Associate Professor McGill University, Quebec, Canada
Abstract: Species distribution models (SDMs) are widely used for ecological inference and conservation. However, they (1) demonstrably result in incorrect projections, often reflecting distributions of people (i.e. observation bias) as species habitat requirements, and (2) are difficult to project at different spatial scales due to autocorrelation. The first issue of observation bias arises when presence-only data used to fit SDMs are more abundant in certain environments, such as when citizen science data is concentrated near cities. The second issue of scaling SDM predictions is rooted in the fact that SDMs estimate distributions based on a few environmental variables, but species’ distributions are often also shaped by unmeasured (latent) environmental variation, biotic interactions, and dispersal. All these factors could cause species occurrences to cluster together more than the SDM predicts. Thus nearby SDM predictions are not independent, which makes it difficult to aggregate small scale predictions into predictions at larger spatial scales.
In this study, we show how to use species checklists from national parks to re-calibrate SDMs built with presence-only data, and correct for observation biases. Our method accounts for latent clustering and allows us to translate SDMs across spatial scales to incorporate the (larger-scale) park checklist data. We test this model by simulating species occurrences across an environmentally heterogenous landscape with both measured and latent environments, and fitting SDMs to a spatially biased sample of occurrences.

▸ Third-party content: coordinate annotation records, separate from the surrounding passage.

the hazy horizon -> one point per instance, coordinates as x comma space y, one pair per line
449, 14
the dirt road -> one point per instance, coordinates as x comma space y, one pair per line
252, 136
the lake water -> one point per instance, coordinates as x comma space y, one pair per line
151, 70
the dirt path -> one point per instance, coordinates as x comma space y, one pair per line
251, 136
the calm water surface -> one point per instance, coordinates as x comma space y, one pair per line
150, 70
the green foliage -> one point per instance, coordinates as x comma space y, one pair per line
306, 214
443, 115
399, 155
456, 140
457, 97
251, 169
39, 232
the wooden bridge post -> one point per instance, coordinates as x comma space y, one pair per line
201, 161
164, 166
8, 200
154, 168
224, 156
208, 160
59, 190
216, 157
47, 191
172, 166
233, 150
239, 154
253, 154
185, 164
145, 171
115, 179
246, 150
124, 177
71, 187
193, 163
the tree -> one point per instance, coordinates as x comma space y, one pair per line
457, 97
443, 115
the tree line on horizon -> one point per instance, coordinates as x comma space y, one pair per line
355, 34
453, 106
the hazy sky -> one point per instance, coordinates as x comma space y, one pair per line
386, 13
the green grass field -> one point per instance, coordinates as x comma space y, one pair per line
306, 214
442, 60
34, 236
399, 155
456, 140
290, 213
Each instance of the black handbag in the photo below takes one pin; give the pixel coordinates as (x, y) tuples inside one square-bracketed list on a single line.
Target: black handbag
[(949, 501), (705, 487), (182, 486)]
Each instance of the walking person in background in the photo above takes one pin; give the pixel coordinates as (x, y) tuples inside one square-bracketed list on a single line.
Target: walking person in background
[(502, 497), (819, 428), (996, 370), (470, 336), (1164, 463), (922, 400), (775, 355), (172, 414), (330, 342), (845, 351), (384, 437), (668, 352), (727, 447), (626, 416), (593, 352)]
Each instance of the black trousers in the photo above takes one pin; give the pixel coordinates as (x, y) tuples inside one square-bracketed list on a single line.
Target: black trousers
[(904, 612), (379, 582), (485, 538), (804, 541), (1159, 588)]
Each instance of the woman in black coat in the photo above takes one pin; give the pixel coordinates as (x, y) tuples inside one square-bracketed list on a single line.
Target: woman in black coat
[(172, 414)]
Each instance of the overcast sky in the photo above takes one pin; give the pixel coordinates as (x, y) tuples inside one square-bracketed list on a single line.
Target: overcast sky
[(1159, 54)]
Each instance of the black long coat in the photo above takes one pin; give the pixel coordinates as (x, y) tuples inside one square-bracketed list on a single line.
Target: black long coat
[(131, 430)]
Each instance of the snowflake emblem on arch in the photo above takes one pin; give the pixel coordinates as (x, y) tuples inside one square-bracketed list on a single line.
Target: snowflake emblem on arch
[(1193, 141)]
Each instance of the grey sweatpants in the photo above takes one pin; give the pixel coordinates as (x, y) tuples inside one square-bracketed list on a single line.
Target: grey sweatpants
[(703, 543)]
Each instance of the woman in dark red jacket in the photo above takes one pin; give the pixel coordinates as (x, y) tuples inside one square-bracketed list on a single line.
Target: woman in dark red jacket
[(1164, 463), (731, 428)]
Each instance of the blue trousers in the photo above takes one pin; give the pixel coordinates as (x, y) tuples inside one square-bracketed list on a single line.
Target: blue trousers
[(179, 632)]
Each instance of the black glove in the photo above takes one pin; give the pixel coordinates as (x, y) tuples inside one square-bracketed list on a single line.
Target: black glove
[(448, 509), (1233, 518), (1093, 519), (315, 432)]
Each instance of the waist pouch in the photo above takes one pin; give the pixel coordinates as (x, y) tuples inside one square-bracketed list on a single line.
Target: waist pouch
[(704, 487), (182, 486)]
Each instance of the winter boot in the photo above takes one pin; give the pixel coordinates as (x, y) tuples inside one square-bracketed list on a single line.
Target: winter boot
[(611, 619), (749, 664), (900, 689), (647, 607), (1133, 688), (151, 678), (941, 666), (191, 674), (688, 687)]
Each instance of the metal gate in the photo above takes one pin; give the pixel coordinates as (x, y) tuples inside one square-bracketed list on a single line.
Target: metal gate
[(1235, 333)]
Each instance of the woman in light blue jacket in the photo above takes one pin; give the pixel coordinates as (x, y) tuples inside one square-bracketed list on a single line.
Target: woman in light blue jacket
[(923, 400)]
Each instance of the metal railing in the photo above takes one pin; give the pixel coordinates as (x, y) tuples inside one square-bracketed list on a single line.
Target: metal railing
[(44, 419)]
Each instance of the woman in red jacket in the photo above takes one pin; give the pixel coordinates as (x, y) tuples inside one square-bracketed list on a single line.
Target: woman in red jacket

We demonstrate that latent clustering causes SDMs to overestimate the probability of species occurrence at larger spatial scales. This effect is stronger when the clustering is coarser, and when the latent environment is a more important driver of species distributions. Large scale predictions can be ameliorated by fitting a simple “clustering coefficient”. Our model was able to successfully distinguish error caused by clustering from error caused by sampling bias, and thus produce unbiased SDMs. This approach also provides absolute rather than relative probabilities, allowing meaningful estimations of species richness. This method provides a framework for translating SDM predictions to different spatial scales, allowing us to integrate diverse data sources robustly.